Experts say one way to help diversify the student population is abolishing legacy admissions, a practice that has disproportionately been favorable to rich or white applicants.

Others have championed a “holistic review” that helps ensure low-income students, rural applicants and first-generation students are given fair consideration.

“Institutions can and must use every race-neutral tool available to promote diversity and equity,” Weiss said.

Universities “can also think about adopting targeted outreach and mentorship programs for underrepresented communities in the K-12 pipelines. They can also consider broadening geographic recruitment and partnering more closely with public schools and community colleges in underserved areas,” she added.

And in the current political environment, colleges could face fierce opposition to any new efforts to diversify their student bodies.

Before the Supreme Court’s decision, 50 percent of Americans said they disapproved of taking a student’s race or ethnic background into consideration during college admissions, and since then, the Trump administration has made a priority out of eliminating diversity, equity and inclusion programs.
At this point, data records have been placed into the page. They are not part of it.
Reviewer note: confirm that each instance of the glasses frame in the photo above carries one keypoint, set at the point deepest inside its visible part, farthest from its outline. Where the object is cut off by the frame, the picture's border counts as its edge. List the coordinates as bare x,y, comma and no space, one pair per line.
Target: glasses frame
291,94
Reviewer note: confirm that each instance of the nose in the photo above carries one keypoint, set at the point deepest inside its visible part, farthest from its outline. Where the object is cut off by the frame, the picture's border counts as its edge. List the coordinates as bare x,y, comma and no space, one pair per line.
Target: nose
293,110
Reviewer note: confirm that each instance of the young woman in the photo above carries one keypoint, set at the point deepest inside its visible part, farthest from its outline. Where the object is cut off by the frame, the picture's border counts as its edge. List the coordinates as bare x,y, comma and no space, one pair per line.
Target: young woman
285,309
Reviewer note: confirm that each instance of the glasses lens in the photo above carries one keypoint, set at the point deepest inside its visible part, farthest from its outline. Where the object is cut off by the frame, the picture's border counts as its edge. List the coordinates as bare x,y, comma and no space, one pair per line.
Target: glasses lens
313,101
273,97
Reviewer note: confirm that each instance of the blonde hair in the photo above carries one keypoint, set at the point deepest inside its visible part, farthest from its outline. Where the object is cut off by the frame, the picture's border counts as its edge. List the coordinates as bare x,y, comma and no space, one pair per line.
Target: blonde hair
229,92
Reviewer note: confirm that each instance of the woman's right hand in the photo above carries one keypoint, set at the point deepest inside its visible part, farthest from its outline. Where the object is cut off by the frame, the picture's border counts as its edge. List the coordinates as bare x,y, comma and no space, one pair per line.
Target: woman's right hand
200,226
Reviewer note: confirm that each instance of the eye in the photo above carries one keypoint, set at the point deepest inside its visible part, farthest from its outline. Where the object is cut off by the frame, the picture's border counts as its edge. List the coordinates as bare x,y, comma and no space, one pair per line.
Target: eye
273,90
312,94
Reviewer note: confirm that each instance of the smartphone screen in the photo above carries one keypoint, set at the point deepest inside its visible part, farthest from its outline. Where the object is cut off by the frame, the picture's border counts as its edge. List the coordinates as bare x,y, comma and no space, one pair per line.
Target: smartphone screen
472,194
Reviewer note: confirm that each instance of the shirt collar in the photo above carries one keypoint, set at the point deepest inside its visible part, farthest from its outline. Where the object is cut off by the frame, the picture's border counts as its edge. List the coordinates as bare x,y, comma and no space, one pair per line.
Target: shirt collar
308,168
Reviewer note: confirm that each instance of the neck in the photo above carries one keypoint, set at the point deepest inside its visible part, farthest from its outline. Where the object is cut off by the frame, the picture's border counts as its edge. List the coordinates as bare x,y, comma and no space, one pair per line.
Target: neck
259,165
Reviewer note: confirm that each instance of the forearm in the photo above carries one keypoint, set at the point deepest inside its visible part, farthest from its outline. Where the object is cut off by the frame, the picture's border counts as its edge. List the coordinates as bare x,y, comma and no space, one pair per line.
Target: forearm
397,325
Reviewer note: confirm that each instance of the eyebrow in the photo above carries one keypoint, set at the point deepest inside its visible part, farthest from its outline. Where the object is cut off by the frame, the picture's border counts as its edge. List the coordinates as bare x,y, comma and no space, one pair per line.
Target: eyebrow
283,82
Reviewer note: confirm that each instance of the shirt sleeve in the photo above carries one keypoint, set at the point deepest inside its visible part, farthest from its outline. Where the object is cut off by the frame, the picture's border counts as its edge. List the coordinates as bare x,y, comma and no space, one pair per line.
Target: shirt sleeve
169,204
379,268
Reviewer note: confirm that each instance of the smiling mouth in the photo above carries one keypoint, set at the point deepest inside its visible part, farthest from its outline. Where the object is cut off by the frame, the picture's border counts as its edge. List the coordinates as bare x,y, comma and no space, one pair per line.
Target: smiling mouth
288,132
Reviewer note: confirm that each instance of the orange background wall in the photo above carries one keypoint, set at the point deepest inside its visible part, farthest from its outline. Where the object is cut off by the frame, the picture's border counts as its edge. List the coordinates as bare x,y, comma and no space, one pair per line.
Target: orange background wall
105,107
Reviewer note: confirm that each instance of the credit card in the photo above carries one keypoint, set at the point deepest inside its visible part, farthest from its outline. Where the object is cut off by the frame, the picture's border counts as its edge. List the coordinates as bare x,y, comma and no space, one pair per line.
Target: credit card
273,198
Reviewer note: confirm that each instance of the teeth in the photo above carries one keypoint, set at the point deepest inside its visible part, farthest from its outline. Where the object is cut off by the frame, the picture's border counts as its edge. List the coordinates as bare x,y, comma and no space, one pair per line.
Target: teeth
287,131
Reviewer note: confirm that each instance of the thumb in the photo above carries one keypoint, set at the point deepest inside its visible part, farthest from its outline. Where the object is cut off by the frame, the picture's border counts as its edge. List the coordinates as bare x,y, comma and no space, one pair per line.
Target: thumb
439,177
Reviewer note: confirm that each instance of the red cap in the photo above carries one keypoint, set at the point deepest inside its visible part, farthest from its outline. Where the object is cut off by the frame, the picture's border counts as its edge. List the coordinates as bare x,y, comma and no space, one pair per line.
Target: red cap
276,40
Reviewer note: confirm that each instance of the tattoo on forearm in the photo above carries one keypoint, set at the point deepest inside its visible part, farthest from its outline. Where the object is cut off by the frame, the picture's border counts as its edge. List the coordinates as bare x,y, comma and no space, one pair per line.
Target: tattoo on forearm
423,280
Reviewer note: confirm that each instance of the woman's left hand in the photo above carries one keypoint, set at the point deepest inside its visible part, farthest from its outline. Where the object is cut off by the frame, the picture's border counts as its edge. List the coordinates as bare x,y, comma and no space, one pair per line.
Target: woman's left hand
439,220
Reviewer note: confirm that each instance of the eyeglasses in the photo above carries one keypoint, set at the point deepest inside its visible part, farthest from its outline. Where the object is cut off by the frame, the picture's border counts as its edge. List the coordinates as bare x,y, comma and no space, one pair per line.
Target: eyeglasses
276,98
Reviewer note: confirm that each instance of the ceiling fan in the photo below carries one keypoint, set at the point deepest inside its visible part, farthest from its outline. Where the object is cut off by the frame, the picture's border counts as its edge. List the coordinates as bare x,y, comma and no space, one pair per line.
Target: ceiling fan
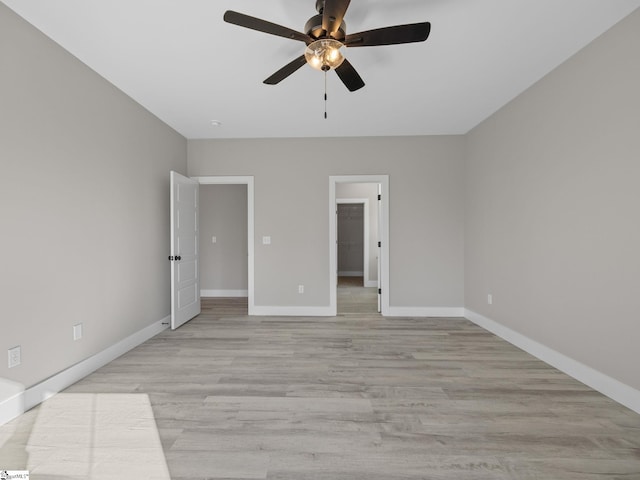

Some experts have no problem with the new numbers.

“I don’t necessarily see that as a good or bad thing, but I see that as just the results of this new admissions regime that colleges are required to operate under,” said Preston Cooper, a senior fellow at the American Enterprise Institute.

“Americans think that colleges should not be taking into account race when they’re making their admissions decisions,” he added.

In deals the Trump administration has made with universities to restore frozen funding or end federal investigations, it has targeted admissions processes and had schools agree to ensure race is not used in ways it says is against the law.

“I’m concerned that they’re not going to fix it, and if they do, they’re going to be … really, really quiet about it, because any attempts to fix something are going to be attacked by the Trump administration,” Gasman said.

“I do think that institutions can do something, but I think they’re going to have to be fairly stealth about it and quiet about it,” she added. But, even if a school does succeed, “I just think the Trump administration is going to keep asking questions until they get the answer that they want.”